By Dan Walters
Published: Monday, Nov. 12, 2012 – 12:00 am | Page 3A
This wasn’t your father’s electorate, much less your grandfather’s.
Even as California’s white population declined sharply in the last generation to well below 50 percent, middle-age Anglo homeowners still dominated California’s elections. And this widening characteristic gap between voters and the overall population contributed to chronic political gridlock.
But Tuesday’s election saw the emergence of a much different demographic profile that, if it continues, permanently changes assumptions about our politics.
California’s new electorate, derived from exit polling data, is multiracial, younger, more liberal, not very religious and less likely to be married with children.
The Field Poll, California’s most venerable survey, had calculated in its last pre- election poll that Tuesday’s voters would be 70-plus percent white and mostly 50-plus years old – just about what it’s been in recent elections.

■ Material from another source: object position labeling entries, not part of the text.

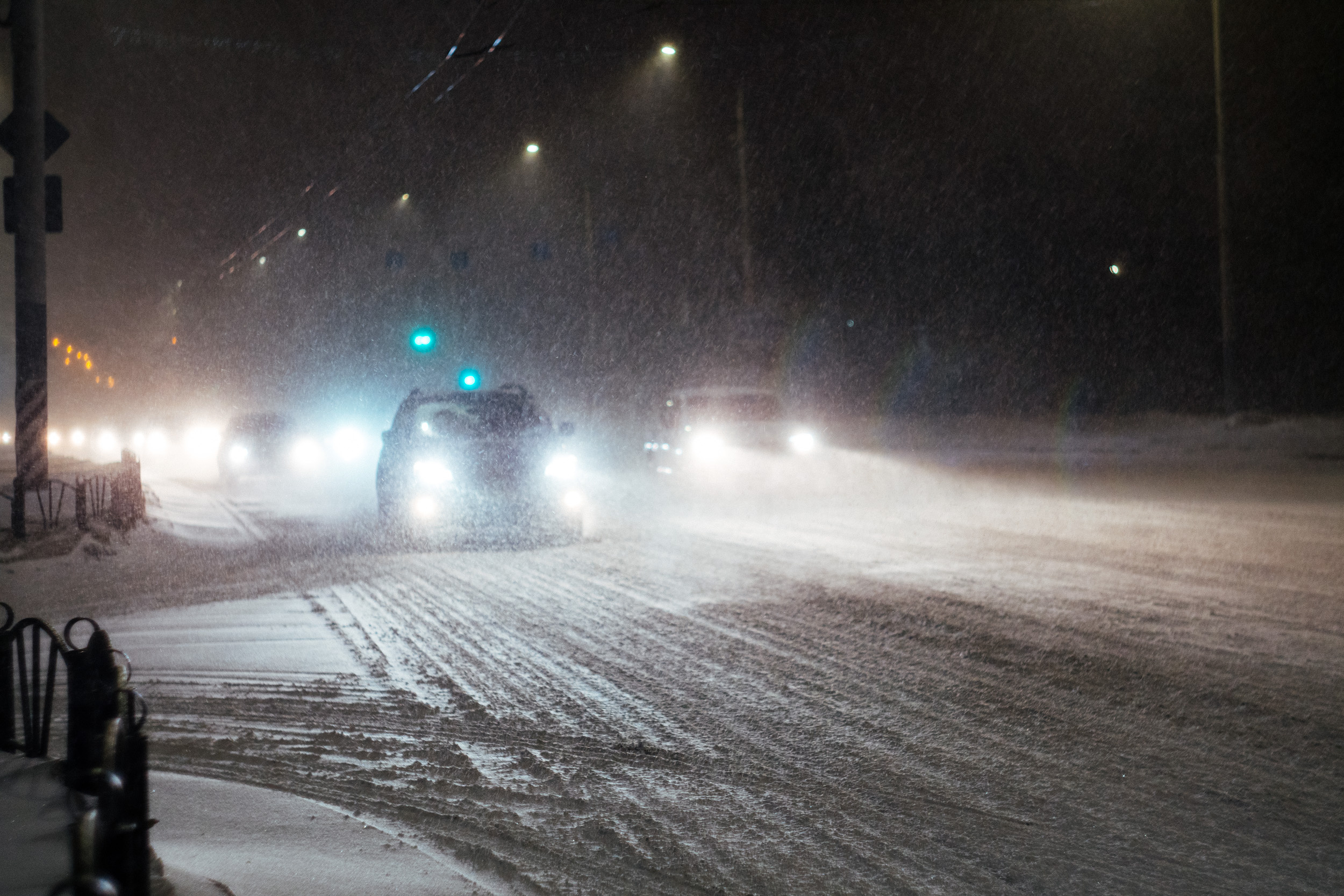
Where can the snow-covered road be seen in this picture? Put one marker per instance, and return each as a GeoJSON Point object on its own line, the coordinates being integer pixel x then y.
{"type": "Point", "coordinates": [843, 675]}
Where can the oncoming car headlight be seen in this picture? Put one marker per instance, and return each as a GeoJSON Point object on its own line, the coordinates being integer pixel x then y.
{"type": "Point", "coordinates": [432, 472]}
{"type": "Point", "coordinates": [562, 467]}
{"type": "Point", "coordinates": [803, 442]}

But an exit poll conducted for a consortium of news organizations found them to be just 54 percent white and just 36 percent 50 years or older.
A late-blooming surge of voter registration that was largely young and Democratic hinted at the Election Day shift. It happened so late and so suddenly, thanks to a new Internet registration system, that Field and other pollsters could not adjust their survey samples.
Among its other effects, the registration surge dropped the Republican share to below 30 percent for the first time in the state’s history – a decline also reflected in Tuesday’s election, when just 28 percent of those casting ballots were self-described Republicans, about as many as saw themselves as independents.